Prevalent lung disease defined as baseline airflow limitation, baseline restrictive pattern, and/or clinically diagnosed lung disease at baseline. Participants with variable smoking status were excluded from analyses of duration of smoking cessation and of cumulative and current cigarette consumption.

^†

^‡

Additional sensitivity analyses

Results were similar using baseline rather than time-variant cigarettes-per-day (Table S9) and excluding observations at <30 years (Table S10). Similar to FEV1 decline, smoking exposures were associated with accelerated FEV1/FVC decline (Table S11). There was no evidence of bias related to regression to the mean (Figure S4).

DISCUSSION

In a large, US population-based sample, former smokers and low-intensity current smokers had accelerated lung function decline compared to never-smokers. Accelerated lung function decline persisted for decades after smoking cessation; was present in smokers with <10 pack-years; and was evident in current smokers reporting <5 cigarettes-per-day. These findings persisted in adults without prevalent lung disease.

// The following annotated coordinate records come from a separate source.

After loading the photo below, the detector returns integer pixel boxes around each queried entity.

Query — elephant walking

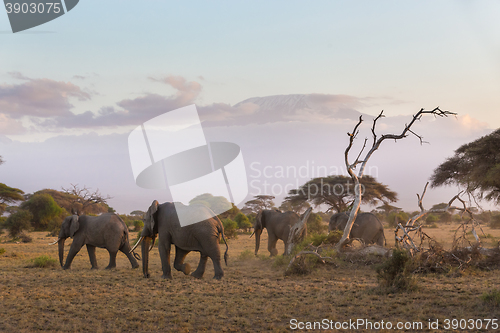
[254,210,309,256]
[51,213,139,269]
[328,213,386,246]
[132,200,228,279]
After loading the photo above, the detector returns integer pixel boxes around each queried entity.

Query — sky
[0,0,500,213]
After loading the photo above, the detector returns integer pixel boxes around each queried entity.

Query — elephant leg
[120,242,139,269]
[158,238,172,280]
[267,232,280,257]
[105,250,118,269]
[87,244,99,269]
[63,240,83,269]
[211,254,224,280]
[191,253,208,279]
[174,246,191,275]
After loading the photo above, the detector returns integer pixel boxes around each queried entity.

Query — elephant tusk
[129,236,144,253]
[49,238,60,245]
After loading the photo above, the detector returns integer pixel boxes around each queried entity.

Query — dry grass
[0,225,500,332]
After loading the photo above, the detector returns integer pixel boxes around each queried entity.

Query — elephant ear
[144,200,159,233]
[253,210,264,230]
[69,215,80,237]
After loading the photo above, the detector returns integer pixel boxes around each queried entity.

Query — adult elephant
[254,210,309,257]
[132,200,228,280]
[328,212,385,246]
[51,213,139,269]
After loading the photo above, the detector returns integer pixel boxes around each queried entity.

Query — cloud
[150,75,202,105]
[0,113,27,135]
[31,76,202,128]
[0,72,90,119]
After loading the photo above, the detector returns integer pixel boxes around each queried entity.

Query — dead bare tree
[61,184,112,215]
[394,182,484,254]
[336,107,456,250]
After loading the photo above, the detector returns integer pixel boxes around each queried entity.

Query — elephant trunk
[58,238,66,267]
[141,237,151,278]
[254,229,262,255]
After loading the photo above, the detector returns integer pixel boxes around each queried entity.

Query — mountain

Our results thereby reinforce that there is no safe level of tobacco smoke exposure and that smoking cessation is the most effective means of harm reduction.

Accelerated lung function decline in former smokers is consistent with sustained pathophysiologic abnormalities of the lung after smoking cessation. Indeed, sustained dysregulation has been observed along pathways relevant to smoking-related lung function decline, including abnormalities in inflammation,^25–27 infection and immunity,^27–29 epigenetic alterations,^30–32 airway hyper-responsiveness,^29,33 mucous hypersecretion,³⁴ and altered airway dimensions.^35–37 There is also genetic evidence that supports a causal relationship between smoking and increased white and red blood cells³⁸ and systemic inflammation.³⁹ In addition, smoking-related emphysema, which does not reverse after smoking cessation, has been associated with lung function decline,⁴⁰ potentially due to mechanical stress placed on adjacent lung.⁴¹ Meanwhile, our results regarding the adverse effects of low cumulative and current cigarette use are consistent with prior studies in which a single cigarette exposure has been linked to neutrophil retention in the lungs, increased endothelial permeability, increased oxidative stress, and dysregulated repair, which persist for hours to days.^42,43 Contrary to perceptions among “social” smokers,^13,14 animal models have suggested that intermittent cigarette exposure may be more mutagenic and cause more emphysema than constant cigarette exposure.⁴⁴ Hence, the current understanding of the pathophysiology of lung function decline is congruent with our results.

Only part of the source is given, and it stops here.